In life, how we say something is often more important than what we say. The same is true for content.

Content is how your brand showcases its unique personality online. But it’s not easy to control how you come across on the internet with written content. Facial expressions, hand gestures, and audible shifts in tone are absent. Words are all you have.

As a content creator, you need to be hyper-aware of the emotions you’re tapping into and the feeling you’re creating.

What’s the best way to monitor your tone? Follow these steps.

1. Know Your Audience

Before you decide on different tones of voice for your content, you need to know exactly who you’re talking to. To get to know your audience, you can:

  • Review existing buyer personas
  • Conduct user research
  • Interview stakeholders
  • Interview users

Ask yourself: Who is reading your content? What are they looking for? What mood are they in?

Once you have an idea of the different kinds of people reading your stuff, you’ll be much more successful tailoring your content to fit their needs.

2. Identify Your Voice

A lot of marketers conflate the meaning of voice and tone—they use the terms interchangeably, when in fact they mean very different things.

Just like your own voice, your brand voice should never change. It’s the essential personality of your brand informed by your organization’s mission and core goals. Your brand tone on the other hand can and should change based on the situation.

Before you adjust your tone, you need to establish your brand’s voice. What does your organization stand for? If it were a person, what would it be like? Is it funny? Playful? Serious? Efficient? Snarky?

If they aren’t already, stakeholders should be intimately involved in crafting and approving this brand voice. And everyone at your company should know what it is.

3. Identify Your Tone

Different situations require different tones.
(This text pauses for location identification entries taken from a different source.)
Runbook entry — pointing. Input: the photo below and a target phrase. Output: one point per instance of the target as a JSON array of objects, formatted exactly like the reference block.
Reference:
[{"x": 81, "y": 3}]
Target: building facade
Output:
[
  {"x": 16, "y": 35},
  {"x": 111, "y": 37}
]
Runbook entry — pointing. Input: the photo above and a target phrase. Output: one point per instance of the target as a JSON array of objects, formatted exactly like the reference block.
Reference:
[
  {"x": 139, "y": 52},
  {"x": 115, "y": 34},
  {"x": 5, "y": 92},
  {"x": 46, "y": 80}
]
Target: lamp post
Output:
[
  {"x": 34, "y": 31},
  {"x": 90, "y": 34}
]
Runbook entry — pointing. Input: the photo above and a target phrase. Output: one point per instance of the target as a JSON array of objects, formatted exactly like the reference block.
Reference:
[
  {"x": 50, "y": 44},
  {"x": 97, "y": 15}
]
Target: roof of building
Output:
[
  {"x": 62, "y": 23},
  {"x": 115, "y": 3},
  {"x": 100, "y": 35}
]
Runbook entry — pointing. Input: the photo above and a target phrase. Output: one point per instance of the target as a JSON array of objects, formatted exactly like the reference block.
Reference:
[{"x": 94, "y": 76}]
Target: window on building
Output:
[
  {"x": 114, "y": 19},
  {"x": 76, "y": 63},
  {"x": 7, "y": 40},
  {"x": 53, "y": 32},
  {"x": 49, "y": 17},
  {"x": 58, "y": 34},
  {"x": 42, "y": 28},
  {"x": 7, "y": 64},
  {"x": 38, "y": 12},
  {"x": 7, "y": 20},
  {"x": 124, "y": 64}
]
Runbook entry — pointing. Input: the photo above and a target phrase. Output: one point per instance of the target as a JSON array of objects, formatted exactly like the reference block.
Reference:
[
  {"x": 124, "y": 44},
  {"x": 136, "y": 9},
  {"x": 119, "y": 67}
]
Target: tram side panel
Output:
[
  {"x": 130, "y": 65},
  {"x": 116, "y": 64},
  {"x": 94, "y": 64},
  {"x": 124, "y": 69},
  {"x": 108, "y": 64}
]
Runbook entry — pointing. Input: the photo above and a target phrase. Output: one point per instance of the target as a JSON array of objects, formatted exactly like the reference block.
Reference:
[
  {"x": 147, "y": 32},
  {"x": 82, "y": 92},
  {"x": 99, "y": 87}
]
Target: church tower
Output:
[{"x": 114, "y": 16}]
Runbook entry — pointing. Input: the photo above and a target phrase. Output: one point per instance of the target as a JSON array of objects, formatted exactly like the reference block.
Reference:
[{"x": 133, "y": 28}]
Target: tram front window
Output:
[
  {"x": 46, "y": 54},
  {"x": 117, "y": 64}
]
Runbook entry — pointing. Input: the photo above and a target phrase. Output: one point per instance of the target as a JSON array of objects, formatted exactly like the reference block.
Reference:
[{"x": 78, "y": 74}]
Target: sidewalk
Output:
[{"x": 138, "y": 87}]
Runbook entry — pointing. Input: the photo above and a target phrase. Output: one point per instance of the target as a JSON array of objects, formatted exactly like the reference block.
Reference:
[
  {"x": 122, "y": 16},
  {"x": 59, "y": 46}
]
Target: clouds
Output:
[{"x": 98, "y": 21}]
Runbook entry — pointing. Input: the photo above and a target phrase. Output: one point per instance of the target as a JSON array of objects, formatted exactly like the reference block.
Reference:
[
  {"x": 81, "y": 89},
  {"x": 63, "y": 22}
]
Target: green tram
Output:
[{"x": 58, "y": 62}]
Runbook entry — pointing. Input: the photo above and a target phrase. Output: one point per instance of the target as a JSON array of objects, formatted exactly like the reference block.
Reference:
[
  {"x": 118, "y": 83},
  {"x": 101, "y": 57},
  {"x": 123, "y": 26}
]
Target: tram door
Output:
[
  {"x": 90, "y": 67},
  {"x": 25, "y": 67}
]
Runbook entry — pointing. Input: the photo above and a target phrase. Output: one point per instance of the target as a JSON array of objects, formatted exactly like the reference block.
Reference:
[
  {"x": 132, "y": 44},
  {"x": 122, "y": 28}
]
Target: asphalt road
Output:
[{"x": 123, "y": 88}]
Are you creating content about something serious—a privacy document, for example? Or are you writing a targeted email? If you use a goofy or witty tone in your serious privacy document, readers will be turned off. If you’re too serious and boring in an email, you’ll lose subscribers.

Shifting your tone isn’t always intuitive. To do it well, follow these steps before creating your content:

  1. Identify the personality trait you want to exhibit in this piece of content
  2. Write a “like this” example sentence
  3. Write a “not like this” counter-example sentence
  4. State the reason you chose this particular tone of voice

Self-aware, empathetic people have more friends. Self-aware, empathetic content has more readers. Don’t you want your content to have some buddies? Follow these three steps and it’ll be the talk of the town.